From the FDA Drug Label
The general aim of therapy is to normalize the serum TSH level In adult patients with primary hypothyroidism, monitor serum TSH levels after an interval of 6 to 8 weeks after any change in dosage. In patients on a stable and appropriate replacement dosage, evaluate clinical and biochemical response every 6 to 12 months and whenever there is a change in the patient’s clinical status
The typical management for Hashimoto thyroiditis involves normalizing serum TSH levels through levothyroxine replacement therapy. The dosage is adjusted based on regular monitoring of serum TSH levels, typically every 6 to 8 weeks after any change in dosage, and every 6 to 12 months thereafter. The goal is to maintain serum TSH levels within the normal range, which may vary depending on the individual patient and their clinical status 1.
From the Research
The typical management for Hashimoto thyroiditis centers on thyroid hormone replacement therapy, primarily with levothyroxine (T4), with a starting dose of 1.4 to 1.8 mcg/kg/day, as recommended by the most recent and highest quality study 2.
Key Considerations
- The treatment is usually initiated when the patient develops hypothyroidism, indicated by elevated thyroid-stimulating hormone (TSH) levels.
- The medication should be taken on an empty stomach, 30-60 minutes before breakfast, and separated from calcium, iron supplements, and certain medications that can interfere with absorption.

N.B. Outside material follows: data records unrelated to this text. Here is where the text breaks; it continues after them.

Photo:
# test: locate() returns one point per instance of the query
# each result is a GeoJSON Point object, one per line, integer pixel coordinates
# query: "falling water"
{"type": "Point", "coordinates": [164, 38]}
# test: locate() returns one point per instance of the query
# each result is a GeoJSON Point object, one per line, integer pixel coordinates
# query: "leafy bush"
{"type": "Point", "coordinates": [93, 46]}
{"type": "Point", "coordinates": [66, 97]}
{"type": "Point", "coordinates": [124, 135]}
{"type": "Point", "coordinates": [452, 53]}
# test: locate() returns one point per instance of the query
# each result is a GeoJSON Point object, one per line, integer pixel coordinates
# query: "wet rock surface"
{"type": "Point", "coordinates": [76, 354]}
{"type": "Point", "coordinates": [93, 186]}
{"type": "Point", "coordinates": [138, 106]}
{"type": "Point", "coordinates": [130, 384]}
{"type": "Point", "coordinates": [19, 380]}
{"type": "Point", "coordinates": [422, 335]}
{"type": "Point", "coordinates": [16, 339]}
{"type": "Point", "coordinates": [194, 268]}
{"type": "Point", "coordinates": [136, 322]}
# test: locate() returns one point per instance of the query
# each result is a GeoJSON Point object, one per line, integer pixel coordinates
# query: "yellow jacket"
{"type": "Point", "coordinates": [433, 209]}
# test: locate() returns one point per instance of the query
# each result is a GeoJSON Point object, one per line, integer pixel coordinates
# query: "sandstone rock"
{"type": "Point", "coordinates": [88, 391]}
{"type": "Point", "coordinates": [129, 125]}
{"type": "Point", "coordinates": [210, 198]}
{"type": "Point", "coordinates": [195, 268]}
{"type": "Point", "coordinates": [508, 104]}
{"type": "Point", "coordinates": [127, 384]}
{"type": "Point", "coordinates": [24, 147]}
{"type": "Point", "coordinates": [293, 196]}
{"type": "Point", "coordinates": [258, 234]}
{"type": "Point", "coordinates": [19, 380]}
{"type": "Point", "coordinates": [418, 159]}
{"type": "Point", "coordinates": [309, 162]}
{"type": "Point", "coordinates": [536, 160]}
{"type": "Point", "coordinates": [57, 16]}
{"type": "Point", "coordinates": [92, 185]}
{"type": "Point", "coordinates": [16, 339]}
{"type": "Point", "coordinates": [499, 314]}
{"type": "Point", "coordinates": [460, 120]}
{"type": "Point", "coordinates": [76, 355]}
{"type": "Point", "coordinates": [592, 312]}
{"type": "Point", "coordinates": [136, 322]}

- Dose adjustments are made based on TSH levels, which should be checked 6-8 weeks after starting therapy or changing doses, with a target TSH typically between 0.5-2.5 mIU/L.
- Once stabilized, annual TSH monitoring is recommended.
- Levothyroxine is generally a lifelong treatment as Hashimoto's causes permanent thyroid damage.
Special Considerations
- Patients older than 60 years or with known or suspected ischemic heart disease should start at a lower dosage of levothyroxine (12.5 to 50 mcg per day) 3.
- Women with hypothyroidism who become pregnant should increase their weekly dosage by 30% up to nine doses per week (i.e., take one extra dose twice per week), followed by monthly evaluation and management 3.
- Some patients may benefit from combination therapy with T3 (liothyronine), though this remains controversial and is not standard first-line treatment 2.
Monitoring and Follow-up
- Regular monitoring of TSH levels is essential to adjust the dose of levothyroxine and ensure that the patient remains euthyroid.
- Patients with persistent symptoms after adequate levothyroxine dosing should be reassessed for other causes or the need for referral 3.
- The relations between thyroid function, mental status, and psychiatric disorders seem to be complex, and the mechanisms underlying the interactions remain to be clarified 4.